Cette année en particulier, à la raréfaction des ressources s’ajoute la situation sécuritaire qui exacerbe les tensions. À tel point que certains éleveurs, installés ces dernières années, songent à fuir à nouveau la région.

Janvier Biensona redresse une tige manioc à moitié mangée, ramasse une poignée de graines de sorgho piétinées, mais relativise : « Le troupeau est passé par là, mais les dégâts ne sont pas très importants. En général on essaie de récolter avant la transhumance pour qu’il n’y ait plus grand-chose à détruire dans les champs. C’est juste un passage.

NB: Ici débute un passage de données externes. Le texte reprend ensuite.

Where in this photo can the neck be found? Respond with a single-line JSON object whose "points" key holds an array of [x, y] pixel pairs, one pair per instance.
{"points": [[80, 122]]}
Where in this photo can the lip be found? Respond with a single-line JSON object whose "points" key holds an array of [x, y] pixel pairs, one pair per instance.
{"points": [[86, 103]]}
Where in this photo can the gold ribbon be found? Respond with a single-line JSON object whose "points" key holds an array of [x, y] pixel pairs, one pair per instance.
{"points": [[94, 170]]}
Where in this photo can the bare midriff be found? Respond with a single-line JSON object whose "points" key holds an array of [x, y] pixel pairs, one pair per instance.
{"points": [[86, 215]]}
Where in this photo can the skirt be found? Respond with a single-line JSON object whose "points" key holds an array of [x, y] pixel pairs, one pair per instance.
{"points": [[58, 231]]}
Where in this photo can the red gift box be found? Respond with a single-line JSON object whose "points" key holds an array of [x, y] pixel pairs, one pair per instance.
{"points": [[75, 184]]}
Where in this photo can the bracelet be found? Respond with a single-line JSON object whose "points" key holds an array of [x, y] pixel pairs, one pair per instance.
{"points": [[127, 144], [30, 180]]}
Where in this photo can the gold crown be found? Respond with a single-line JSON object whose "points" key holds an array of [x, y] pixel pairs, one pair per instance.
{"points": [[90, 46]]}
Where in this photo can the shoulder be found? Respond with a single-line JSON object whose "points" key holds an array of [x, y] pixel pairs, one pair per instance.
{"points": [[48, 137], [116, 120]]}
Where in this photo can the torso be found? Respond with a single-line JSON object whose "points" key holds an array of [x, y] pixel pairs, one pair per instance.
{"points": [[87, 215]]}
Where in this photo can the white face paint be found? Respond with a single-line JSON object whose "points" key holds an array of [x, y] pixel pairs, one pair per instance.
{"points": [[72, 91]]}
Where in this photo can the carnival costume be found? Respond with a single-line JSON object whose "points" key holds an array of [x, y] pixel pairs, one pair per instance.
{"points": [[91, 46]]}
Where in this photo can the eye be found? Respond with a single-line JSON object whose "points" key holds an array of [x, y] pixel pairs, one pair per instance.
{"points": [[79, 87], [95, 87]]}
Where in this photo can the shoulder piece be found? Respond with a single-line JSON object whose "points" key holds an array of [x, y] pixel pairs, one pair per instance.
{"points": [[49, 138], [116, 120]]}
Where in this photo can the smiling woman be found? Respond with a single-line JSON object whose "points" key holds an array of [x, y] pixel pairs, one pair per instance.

Avec les éleveurs qui vivent sur place avec nous, on n’a pas de problèmes, on a l’habitude de gérer ça entre nous. »

« Ici dans le village de Bénankouma, on règle les problèmes à l’amiable, explique Franco Allaessem. Avec les Peuls qui vivent ici, on leur achète parfois des bœufs pour cultiver nos champs. Donc, généralement, si leurs troupeaux détruisent nos cultures, plus tard, ils nous font une ristourne sur le prix des bœufs. »

À écouter : Centrafrique: la transhumance, un problème récurrent

La cohabitation n’est pas aussi paisible partout

À Nzéréké, à 57 km à l’ouest de Paoua, on déplore une centaine de maisons brûlées suite à une affaire de vol de bétail à laquelle ont été mêlés des groupes armés. « À cause de la crise sécuritaire à laquelle nous assistons, il n’y a pas de mécanisme de régulation de la transhumance, déplore Amadou Traoré, chef de bureau de l’Organisation internationale pour les migrations à Paoua. Malgré nos efforts, le risque, c’est que cette année, il n’y ait pas beaucoup de transhumants qui viennent. À cause de cette crise, les transhumants prennent aussi beaucoup de risques pour nourrir leur bétail. »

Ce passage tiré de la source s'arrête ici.